The case centers around Google’s implementation of Java in its Android mobile operating system. Google claims that it coded the language from scratch and only kept the APIs the same to ensure compatibility. Google says that this is a fair use but Oracle holds that it’s an infringement. The case reached a jury in 2012 but it was deadlocked on the issue of fair use. Now, after a series of appeals that ruled APIs are copyrightable, the matter is back before a jury for the second time.
In their closing arguments, both sides restated their case. Google argued that it built Android from scratch and only adapted technology from open sources while Oracle claims that thousands of lines of code were copied and that Google used them to gain an unfair advantage over them in the marketplace. There is no way of knowing how long the jury will deliberate but, if it doesn’t find that Google’s use was a fair use, it will have to award damages, of which Oracle is asking for nearly $9 billion.
Next up today, Corinne Reichert at ZDNet reports that, in Australia, Communications Minister Senator Mitch Fifield has said that the government has no intentions of adopting recommendations made by the Productivity Commission that would have greatly shortened the term of copyright and also limited import controls on books.
The Intellectual Property Arrangements: Productivity Commission Draft Report leaked from the Productivity Commission and encouraged sweeping changes in the nation’s intellectual property law including limiting the copyright on books to 15-25 years after publication, greatly expanding fair dealing exemptions and expanding safe harbor to include cloud and streaming services among others.
Many of the changes were widely decried by creators, in particular authors, who said that they would result in a “brain drain” within the country. However, Fifield has assured creators that they have no intention of moving forward with the proposal, showcasing recent site blocking legislation as a sign of the government’s strong commitment to copyright.
Finally today, the BBC is reporting that an anti-piracy update for the Oculus virtual reality system has been defeated within one day of its release, casting doubts on the platform’s ability to secure the software written for it.
For some time, an unofficial patch called Revive allowed games written for Oculus to be run on other devices without Oculus’ permission. Oculus released a patch of their own to defeat the workaround but, within a day, Revive’s creators had found a way to disable Oculus’ checks, which also prevents the software from determining if it was legally-purchased.

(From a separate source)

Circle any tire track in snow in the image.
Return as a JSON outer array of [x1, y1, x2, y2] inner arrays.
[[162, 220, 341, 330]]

Previously, Oculus had showed support for Revive and how it enabled gamers to play Oculus games on other hardware. However, more recently Oculus has begun striving to stop the use of its games on other software and that has resulted in the current cat-and-mouse game over software protection.
That’s it for the three count today. We will be back tomorrow with three more copyright links. If you have a link that you want to suggest a link for the column or have any proposals to make it better. Feel free to leave a comment or send me an email. I hope to hear from you.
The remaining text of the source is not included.